Digitally Typesetting Rare, Ancient and Esoteric Chinese Characters
The short answer
Install the BabelStone Han font, which supports “57,000 Han characters… [and] includes many rare or archaic characters that are not found in most CJK fonts” on your computer. Then look up the character on Unicode’s Unihan Database Lookup website (using the Stroke-Radical Index) and copy-and-paste it from there.
Update: Andrew West, the maintainer of BabelStone Han font, wrote in and pointed out that it is quicker to find the character by opening BabelStone Han’s IDS (Ideographic Description Sequences) text file in a web browser or text editor, and running a search using the type-able parts of the character.
How we got here: the back story
I met scholar and translator Clement Tong at the Translating Hong Kong 2 symposium recently, and he had a pressing request for the designers in the room. He wanted us to find a way to make it possible to typeset (i.e. type and print) a set of very rare, but historically significant, Chinese characters. These esoteric characters appear in his research on the earliest Chinese-language Bibles, which, as his article in Christianity Today points out, date back to the early 18th and 19th centuries.

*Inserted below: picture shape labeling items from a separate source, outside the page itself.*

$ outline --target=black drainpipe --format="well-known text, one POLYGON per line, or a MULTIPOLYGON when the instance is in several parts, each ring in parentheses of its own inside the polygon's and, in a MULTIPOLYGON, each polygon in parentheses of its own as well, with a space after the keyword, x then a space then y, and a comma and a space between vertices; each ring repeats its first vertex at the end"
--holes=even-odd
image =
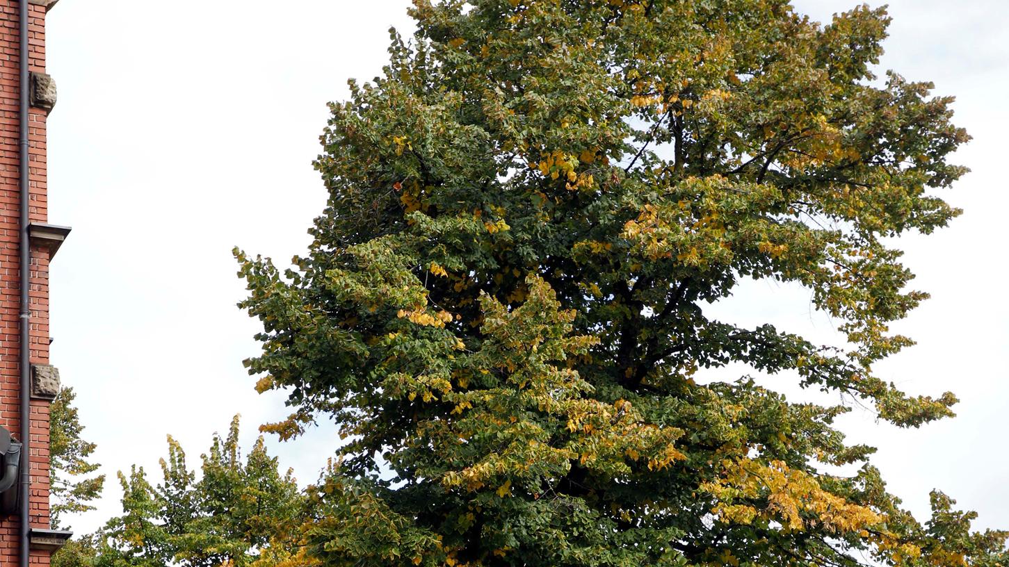
POLYGON ((20 417, 20 430, 21 437, 21 454, 24 456, 24 460, 21 464, 21 495, 20 495, 20 545, 18 546, 18 551, 20 553, 18 564, 20 567, 28 567, 28 496, 29 483, 31 482, 31 450, 29 449, 28 441, 31 438, 31 408, 30 408, 30 398, 28 395, 28 388, 31 387, 30 384, 30 373, 31 373, 31 344, 30 344, 30 324, 31 324, 31 305, 28 303, 28 286, 31 281, 31 246, 28 240, 28 191, 30 190, 30 179, 29 179, 29 163, 28 160, 30 155, 28 153, 28 64, 30 58, 30 45, 28 45, 28 0, 21 0, 20 2, 20 47, 18 49, 18 58, 21 63, 21 80, 19 82, 21 89, 21 110, 20 110, 20 120, 19 124, 21 127, 21 151, 20 158, 18 162, 21 168, 21 188, 20 188, 20 205, 21 205, 21 242, 19 245, 21 252, 21 417, 20 417))

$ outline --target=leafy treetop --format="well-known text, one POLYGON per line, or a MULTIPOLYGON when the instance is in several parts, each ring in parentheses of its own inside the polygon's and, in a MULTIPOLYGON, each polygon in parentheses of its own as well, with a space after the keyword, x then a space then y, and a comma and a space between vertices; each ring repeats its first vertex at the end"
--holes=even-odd
POLYGON ((872 365, 911 344, 892 237, 958 211, 950 98, 872 69, 889 18, 786 0, 416 0, 351 83, 295 266, 236 251, 248 361, 296 437, 347 437, 309 530, 323 565, 997 565, 935 493, 920 525, 831 423, 755 371, 918 427, 956 399, 872 365), (707 306, 797 282, 847 344, 707 306), (698 373, 699 372, 699 373, 698 373), (854 464, 854 475, 828 465, 854 464), (861 468, 858 468, 861 467, 861 468), (867 559, 868 558, 868 559, 867 559))

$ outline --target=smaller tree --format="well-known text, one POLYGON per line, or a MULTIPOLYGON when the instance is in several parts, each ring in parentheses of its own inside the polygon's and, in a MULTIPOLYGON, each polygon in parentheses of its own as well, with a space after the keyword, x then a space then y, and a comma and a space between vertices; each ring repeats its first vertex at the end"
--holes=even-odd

As a designer, I knew that the answer to his request actually consists of two parts:
- Is there a Unicode code point for these characters? I.e. is there a piece of computer code that allows the seldomly-used Chinese characters to be typed (or, more likely than not, copied-and-pasted like a symbol)?
- If so, is there a font that will display these characters? I.e. is there a Chinese font with a wide-enough character set that will display the seldomly-used character?
I asked Clement for a sample of some characters that he had been, until now, unable to typeset, and he sent me the following examples (also from the Christianity Today article):
- [口撒]
- [口所]
- [口瓦]
They are written with square brackets to indicate that the two characters are supposed to be combined into one. For example, using this notation, the character for the sound of laughter, 哈, would be written as [口合].
How we got here: the answer explained
The first thing I did was download the BabelStone Han font, “a free Unicode CJK font with over 57,000 Han characters (hanzi, kanji, hanja), and 62,061 Unicode characters in total… includes many rare or archaic characters that are not found in most CJK fonts, as well as many characters used for the scholarly transcription of Early Chinese texts written on bone, bronze, wood, bamboo, and silk.” The font is free courtesy of BabelStone, who are building on top of previous work done by Taiwanese type foundry Arphic.
Then I installed the font on my computer. (Here are the instructions for macOS and Windows 10/11.) I didn’t bother trying to install them on my mobile devices, since that process requires complicated third-party apps. With the font installed, my computer was now able to display many more Chinese characters.
To test the new font, and to look for our characters, I went to Unicode’s Unihan Database Lookup website. I clicked on the site’s Radical-Stroke Index. I started by looking up the first of Clement’s requested characters: [口撒]. It’s written with a 口 radical, which takes three strokes to write, and I navigated to the corresponding Radical-Stroke Index for radical #30 (mouth) 口. Then I counted the number of strokes in the rest of the character, 撒, which is 15. I scrolled down to look for it.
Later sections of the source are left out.